Is PhotoShop still relevant in the age of AI?

I tried out Cornell’s Microsoft Copilot Enterprise, which Cornell describes as “a way to experiment with generative AI,” and was, unsurprisingly, underwhelmed. In particular, the image-generating tool was inane and pretty much useless, and the Microsoft-provided explanatory material was simply embarrassing — it promoted such a dumbing down of critique and explanation that even Edward Tufte’s classic critique of Microsoft’s PowerPoint would need some sort of afterword.

It is in this context that I wonder about the continued relevance of Adobe’s PhotoShop, which — in the age of AI — seems to take on the character of an old-school graphic device, with a direct connection to the user’s intentions and control. So, if PhotoShop is dead, I say, “long live PhotoShop”!

Having just returned from a short trip to Spain, I began editing (with PhotoShop) some iPhone images that I took in several Madrid museums — in particular, the Thyssen-Bornemisza and the Real Academia de Bellas Artes de San Fernando:

Plaster cast of statue of Laocoön and His Sons, edited with PhotoShop to include iPhone (as if one of the figures, in anguish, is taking a selfie.

Plaster cast of Laocoön and His Sons in the Real Academia de Bellas Artes de San Fernando, Madrid: iPhone photo taken and edited with PhotoShop by Jonathan Ochshorn.

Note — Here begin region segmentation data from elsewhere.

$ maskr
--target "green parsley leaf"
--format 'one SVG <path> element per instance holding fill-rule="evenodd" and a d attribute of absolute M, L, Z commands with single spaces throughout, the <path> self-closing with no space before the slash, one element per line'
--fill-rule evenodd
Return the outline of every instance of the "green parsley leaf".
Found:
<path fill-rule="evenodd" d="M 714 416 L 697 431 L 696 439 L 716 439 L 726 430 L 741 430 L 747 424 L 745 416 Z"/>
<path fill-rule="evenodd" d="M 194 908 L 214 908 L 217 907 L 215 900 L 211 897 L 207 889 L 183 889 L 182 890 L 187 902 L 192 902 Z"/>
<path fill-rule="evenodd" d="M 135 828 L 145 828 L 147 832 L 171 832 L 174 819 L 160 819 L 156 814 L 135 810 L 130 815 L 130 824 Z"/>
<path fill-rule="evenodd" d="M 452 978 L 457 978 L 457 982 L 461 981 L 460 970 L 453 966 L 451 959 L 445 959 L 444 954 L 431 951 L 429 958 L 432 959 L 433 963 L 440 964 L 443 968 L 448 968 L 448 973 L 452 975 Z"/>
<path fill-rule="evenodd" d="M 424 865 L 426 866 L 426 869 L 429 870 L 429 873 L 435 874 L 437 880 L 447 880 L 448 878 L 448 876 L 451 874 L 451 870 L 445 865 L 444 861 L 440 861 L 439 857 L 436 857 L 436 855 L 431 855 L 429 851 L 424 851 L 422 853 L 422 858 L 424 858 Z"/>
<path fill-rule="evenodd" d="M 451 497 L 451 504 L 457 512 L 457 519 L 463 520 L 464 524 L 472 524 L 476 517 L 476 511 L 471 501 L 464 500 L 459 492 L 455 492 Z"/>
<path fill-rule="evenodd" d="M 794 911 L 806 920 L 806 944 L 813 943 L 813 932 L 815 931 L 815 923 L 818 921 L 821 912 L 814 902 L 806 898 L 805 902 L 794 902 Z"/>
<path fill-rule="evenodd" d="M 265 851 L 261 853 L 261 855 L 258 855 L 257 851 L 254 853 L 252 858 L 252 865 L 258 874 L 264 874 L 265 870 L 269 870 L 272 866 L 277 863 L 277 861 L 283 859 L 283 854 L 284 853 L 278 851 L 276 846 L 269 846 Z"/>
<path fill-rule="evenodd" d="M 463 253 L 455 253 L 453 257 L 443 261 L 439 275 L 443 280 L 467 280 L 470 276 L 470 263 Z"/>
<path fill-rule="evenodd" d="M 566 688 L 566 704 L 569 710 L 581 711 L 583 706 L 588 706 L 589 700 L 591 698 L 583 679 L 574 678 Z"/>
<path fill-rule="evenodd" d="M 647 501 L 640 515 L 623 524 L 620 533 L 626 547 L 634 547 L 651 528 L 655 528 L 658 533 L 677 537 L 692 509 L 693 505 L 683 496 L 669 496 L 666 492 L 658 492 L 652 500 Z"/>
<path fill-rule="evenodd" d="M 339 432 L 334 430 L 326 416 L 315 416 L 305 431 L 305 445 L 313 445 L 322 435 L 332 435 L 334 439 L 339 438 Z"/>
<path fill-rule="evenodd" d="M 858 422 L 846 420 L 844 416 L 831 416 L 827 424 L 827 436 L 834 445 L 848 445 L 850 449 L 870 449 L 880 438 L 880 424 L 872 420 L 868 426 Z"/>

Jacob Lucasz. Ochtervelt's Oyster Eaters; with the 17th-century lute replaced with a Gibson les Paul Standard electric guitar.

Jacob Lucasz. Ochtervelt, Oyster Eaters; ca. 1665 at the Thyssen-Bornemisza Museum, Madrid: the 17th-century lute has been replaced, using PhotoShop, with a Gibson Les Paul Standard electric guitar by Jonathan Ochshorn.

Selfie taken in front of Picasso's 1923 Harlequin with a Mirror, with the "harlequin" taking a selfie at the same time, courtesy of PhotoShop.

Double selfie by Jonathan Ochshorn: a selfie taken in front of Picasso’s 1923 Harlequin with a Mirror, at the Thyssen-Bornemisza Museum in Madrid, with the “harlequin” taking a selfie at the same time, courtesy of PhotoShop.